The Indigenous Environmental Network mourns the passing of Māori Elder and Traditional Knowledge Holder, Hinewirangi Kohu of Aotearoa (Ngati Kahungungu, Ngati Ranginui.) We express our deepest condolences to Hinewirangi’s whanau (family), the many Māori she worked with and helped in various capacities, the International Indian Treaty Council, and to all those who knew her. Hinewirangi passed away on February 15, 2023, surrounded by her whanau after a long illness.
Hinewirangi was an incredible visionary, teacher, and life-long activist. She was a beautiful singer, artist, poet, published author, and her great sense of humor will always be remembered. Hinewirangi was a long time Board member of the International Indian Treaty Council and through that affiliation she engaged in significant work internationally to ensure protections for Indigenous women and children amongst various other issues. She also represented Māori interests in the Nuclear Free and Independent Pacific Movement. In Aotearoa, she was a strong advocate for Māori women healing from domestic violence and sexual abuse; worked in Waikeria prison with incarcerated Māori men on revitalizing culture and language; worked in restoring Māori musical instruments; and many other cultural empowerment initiatives.

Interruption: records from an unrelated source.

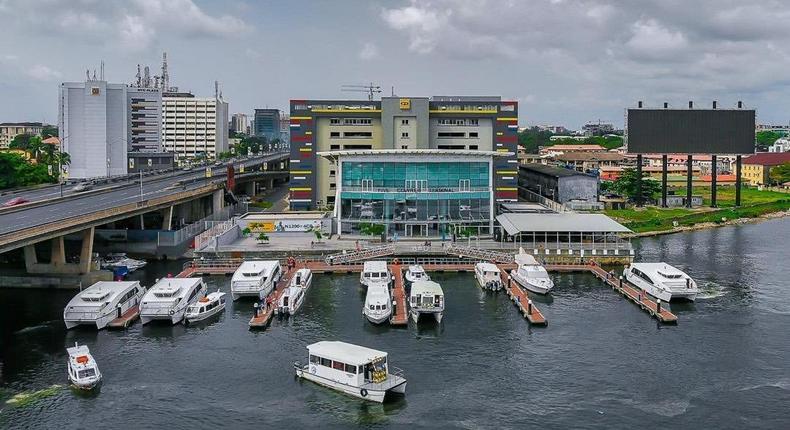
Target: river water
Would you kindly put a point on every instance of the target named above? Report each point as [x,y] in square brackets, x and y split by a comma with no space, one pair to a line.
[601,363]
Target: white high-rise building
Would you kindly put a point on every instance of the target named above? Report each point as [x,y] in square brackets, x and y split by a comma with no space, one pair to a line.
[194,125]
[93,127]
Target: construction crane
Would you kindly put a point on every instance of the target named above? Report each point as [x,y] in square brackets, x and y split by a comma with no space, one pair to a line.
[371,89]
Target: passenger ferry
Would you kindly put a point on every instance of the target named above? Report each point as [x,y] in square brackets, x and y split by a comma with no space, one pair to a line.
[416,273]
[488,276]
[531,275]
[426,298]
[101,303]
[662,281]
[205,307]
[378,305]
[83,372]
[352,369]
[293,296]
[169,299]
[375,272]
[255,279]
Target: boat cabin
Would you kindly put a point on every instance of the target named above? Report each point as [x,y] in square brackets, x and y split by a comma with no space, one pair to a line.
[347,363]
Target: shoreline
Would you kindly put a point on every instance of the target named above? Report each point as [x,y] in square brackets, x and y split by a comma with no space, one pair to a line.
[709,225]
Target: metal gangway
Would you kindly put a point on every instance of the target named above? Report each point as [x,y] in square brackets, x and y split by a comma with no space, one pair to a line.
[364,254]
[479,254]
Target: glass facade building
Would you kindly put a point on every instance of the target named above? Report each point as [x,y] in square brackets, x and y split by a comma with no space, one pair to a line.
[415,194]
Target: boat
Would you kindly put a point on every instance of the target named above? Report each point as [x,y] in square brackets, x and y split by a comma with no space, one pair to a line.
[531,275]
[119,259]
[351,369]
[205,307]
[101,303]
[378,307]
[83,372]
[662,281]
[169,298]
[415,272]
[293,296]
[488,276]
[426,298]
[375,272]
[255,279]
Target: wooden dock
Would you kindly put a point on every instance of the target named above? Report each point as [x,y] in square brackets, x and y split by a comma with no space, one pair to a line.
[401,315]
[521,299]
[126,319]
[265,314]
[625,288]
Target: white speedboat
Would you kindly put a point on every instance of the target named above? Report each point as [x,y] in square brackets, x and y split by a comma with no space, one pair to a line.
[488,276]
[375,272]
[83,371]
[378,306]
[662,281]
[415,272]
[351,369]
[293,296]
[255,279]
[169,298]
[115,260]
[531,275]
[101,303]
[426,298]
[205,307]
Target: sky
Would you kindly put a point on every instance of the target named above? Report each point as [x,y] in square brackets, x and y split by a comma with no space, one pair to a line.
[566,62]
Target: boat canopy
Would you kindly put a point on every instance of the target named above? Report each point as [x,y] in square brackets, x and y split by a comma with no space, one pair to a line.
[345,352]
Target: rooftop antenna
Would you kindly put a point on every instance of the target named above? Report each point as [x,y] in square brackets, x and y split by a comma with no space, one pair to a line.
[371,89]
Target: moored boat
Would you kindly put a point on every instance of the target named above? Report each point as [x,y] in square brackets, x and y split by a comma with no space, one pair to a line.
[83,372]
[531,275]
[426,298]
[488,276]
[101,303]
[662,281]
[205,307]
[352,369]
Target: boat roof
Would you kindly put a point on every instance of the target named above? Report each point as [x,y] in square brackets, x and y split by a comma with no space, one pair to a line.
[488,267]
[523,258]
[346,352]
[375,266]
[426,287]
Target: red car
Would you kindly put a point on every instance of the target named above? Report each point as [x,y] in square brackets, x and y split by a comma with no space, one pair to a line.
[15,201]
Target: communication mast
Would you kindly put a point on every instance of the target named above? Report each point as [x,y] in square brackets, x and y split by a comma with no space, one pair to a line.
[370,89]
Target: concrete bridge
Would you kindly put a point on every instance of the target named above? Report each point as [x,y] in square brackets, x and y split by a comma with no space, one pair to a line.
[164,201]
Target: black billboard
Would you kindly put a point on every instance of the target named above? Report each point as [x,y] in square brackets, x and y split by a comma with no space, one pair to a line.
[692,131]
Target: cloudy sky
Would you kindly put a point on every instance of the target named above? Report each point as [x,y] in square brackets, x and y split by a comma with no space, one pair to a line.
[565,61]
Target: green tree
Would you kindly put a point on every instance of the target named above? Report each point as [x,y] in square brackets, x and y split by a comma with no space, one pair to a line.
[625,185]
[780,174]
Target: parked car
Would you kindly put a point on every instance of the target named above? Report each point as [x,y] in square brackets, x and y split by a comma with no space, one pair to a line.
[15,201]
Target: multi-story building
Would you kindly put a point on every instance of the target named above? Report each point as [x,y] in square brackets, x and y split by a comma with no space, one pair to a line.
[10,130]
[239,123]
[194,126]
[267,123]
[93,127]
[419,166]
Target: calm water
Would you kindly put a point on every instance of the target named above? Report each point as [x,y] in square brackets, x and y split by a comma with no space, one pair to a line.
[601,362]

The Indigenous Environmental Network and the International Indian Treaty Council are sister organizations and through our international work have collaborated with Hinewirangi on many occasions. In 1995, she was a friend and mentor to women who participated in IEN and IITC’s outdoor conference in the Athabascan Chickaloon Village in Alaska. In 2018, Hinewirangi also hosted a delegation with two IEN representatives organized by Movement Rights exploring issues pertaining to the Tuhoe and Whanganui River Iwi (Tribes) and the rights of the Te Urewera Forest and Whanganui River respectively. IEN’s Executive Director, Tom BK Goldtooth shares, “Hinewirangi provided strong support for the delegation, as well as sage wisdom, humor, and made sure all were looked after. Her contributions over the years are significant, and her loss is a loss to us all. Much respect, and spiritual support are extended to her whanau, those she worked with, our relatives at the International Indian Treaty Council and all those who benefitted from her advocacy in all she was involved in.” Hinewirangi was a strong matriarch, and she inspired, befriended, and mentored numerous Indigenous Peoples across the world, and her legacy will live on forever.